The Silicon Milkround Cambridge panel talked about a difference in culture between the US and European VCs, in particular how the European VCs seem to have a much greater concern about the numbers, the company’s projections. In other words, Europe is more risk averse. As pointed out in the Kernel yesterday, to the detriment of its own funds Europe focuses on avoiding failure rather than picking winners.
The precedence placed in the US on ideas and teams over projections and spreadsheets is not new, it was evident when Silicon Valley came to Cambridge (SVc2C) a couple of years ago. The argument is also holding more water following the Startup Genome’s most recent report, which looked at the London, New York and Silicon Valley startup ecosystems and drew the conclusion that London took a low risk approach, the others much more willing to work with higher risk.
If this means there’s less chance of funding for some companies from European VCs, it also means there’s an opportunity for the US VCs, which Visage of Eventbrite believes is happening. In Alertme, exhibiting in the next room, there was a firsthand example of a UK company that has landed US finance.
The path for UK companies heading to the US is already a well trodden one – also in the next room was Light Blue Optics and Bromium, both have US and UK investment behind them and a Californian presence, while Rapportive and its Gmail plug-in left Cambridge for Silicon Valley and was recently acquired by LinkedIn.
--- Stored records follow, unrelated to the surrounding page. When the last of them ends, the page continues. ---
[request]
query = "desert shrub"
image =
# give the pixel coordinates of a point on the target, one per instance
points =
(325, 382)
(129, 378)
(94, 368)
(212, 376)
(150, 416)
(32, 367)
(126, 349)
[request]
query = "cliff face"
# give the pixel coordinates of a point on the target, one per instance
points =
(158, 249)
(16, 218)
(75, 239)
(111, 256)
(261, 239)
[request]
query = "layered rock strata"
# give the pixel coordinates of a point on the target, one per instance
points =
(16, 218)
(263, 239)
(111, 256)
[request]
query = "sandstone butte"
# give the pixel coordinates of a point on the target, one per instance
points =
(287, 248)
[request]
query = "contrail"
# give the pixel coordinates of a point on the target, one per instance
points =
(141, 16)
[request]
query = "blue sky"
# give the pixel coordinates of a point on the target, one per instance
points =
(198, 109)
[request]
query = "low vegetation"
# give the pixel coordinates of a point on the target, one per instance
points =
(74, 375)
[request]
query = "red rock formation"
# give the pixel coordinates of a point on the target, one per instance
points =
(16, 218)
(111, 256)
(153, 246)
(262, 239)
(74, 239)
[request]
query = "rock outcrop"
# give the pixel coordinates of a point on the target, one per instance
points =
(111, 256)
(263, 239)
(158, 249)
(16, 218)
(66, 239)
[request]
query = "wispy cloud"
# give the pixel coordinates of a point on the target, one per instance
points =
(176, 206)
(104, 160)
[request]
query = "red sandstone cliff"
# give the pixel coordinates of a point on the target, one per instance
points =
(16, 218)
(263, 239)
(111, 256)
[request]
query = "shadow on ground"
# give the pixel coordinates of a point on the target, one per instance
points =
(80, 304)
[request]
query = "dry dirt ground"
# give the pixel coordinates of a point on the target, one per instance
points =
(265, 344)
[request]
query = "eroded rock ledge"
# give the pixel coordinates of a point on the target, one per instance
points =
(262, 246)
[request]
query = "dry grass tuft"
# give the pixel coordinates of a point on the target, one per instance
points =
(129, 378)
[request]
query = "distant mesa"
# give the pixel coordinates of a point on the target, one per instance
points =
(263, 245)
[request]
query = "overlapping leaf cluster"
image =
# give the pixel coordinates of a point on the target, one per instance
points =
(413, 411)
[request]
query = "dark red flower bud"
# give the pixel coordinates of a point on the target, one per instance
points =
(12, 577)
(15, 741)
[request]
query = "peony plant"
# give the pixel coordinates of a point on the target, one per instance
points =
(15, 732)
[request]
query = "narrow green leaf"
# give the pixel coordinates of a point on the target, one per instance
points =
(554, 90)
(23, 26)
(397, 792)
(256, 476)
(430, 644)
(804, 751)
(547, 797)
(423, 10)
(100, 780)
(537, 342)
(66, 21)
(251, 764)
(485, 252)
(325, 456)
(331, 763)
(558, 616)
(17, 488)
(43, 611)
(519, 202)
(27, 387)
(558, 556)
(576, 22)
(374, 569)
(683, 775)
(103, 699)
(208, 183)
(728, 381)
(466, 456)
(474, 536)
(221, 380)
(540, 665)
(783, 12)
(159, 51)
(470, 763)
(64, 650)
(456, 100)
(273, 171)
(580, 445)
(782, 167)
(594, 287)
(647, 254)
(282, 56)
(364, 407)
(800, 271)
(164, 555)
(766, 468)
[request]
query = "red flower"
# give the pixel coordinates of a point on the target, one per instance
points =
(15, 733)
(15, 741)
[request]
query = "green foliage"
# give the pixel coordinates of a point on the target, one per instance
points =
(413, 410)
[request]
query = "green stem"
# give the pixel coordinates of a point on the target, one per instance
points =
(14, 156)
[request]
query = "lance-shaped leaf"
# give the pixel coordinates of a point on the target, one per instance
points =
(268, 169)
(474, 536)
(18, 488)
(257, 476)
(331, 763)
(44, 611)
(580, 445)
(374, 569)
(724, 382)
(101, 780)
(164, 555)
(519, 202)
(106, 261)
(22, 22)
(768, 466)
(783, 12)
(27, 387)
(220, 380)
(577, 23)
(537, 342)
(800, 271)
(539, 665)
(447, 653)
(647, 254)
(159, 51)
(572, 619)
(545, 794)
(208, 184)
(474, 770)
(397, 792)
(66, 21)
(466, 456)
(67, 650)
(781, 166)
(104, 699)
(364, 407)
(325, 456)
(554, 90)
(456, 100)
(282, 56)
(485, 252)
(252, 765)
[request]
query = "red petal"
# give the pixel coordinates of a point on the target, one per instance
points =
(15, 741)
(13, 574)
And it’s not just US funds crossing the pond, US tech firms are coming in increasing numbers too, drawn not by funds, but the talent pool. And you don’t have to be Facebook, Google or Microsoft as was clear from Eventbrite’s presence.
It’s little wonder the Americans are coming either. According to the same Startup Genome report, Silicon Valley startups create 11 per cent more jobs than New York City startups and 38 per cent more than London startups, that’s a lot of positions to fill.
Further pressure comes from the fact that in Silicon Valley you never know how long you’ll keep non-founder staff for as many, according to Visage, are often on the lookout for a venture they can enter on the ground floor and reap the fruits of major success, an unwanted side-effect of a successful entrepreneurial ecosystem perhaps.
Meanwhile Cambridge and London share many of the same problems that the Valley does, startups trying to hire from the same pool of workers as the big tech firms like ARM and Autonomy, not to mention those with the deepest pockets of all, the City of London financial services firms.
That’s getting closer to the real battle, the one for the tech world’s most agile minds and its not cluster versus cluster, it's global. It's the startups against the established players, pitching being in on the ground floor, the thrill of chasing success and making a discernible difference against attractive benefits packages, cast-iron job security and corporate ambience.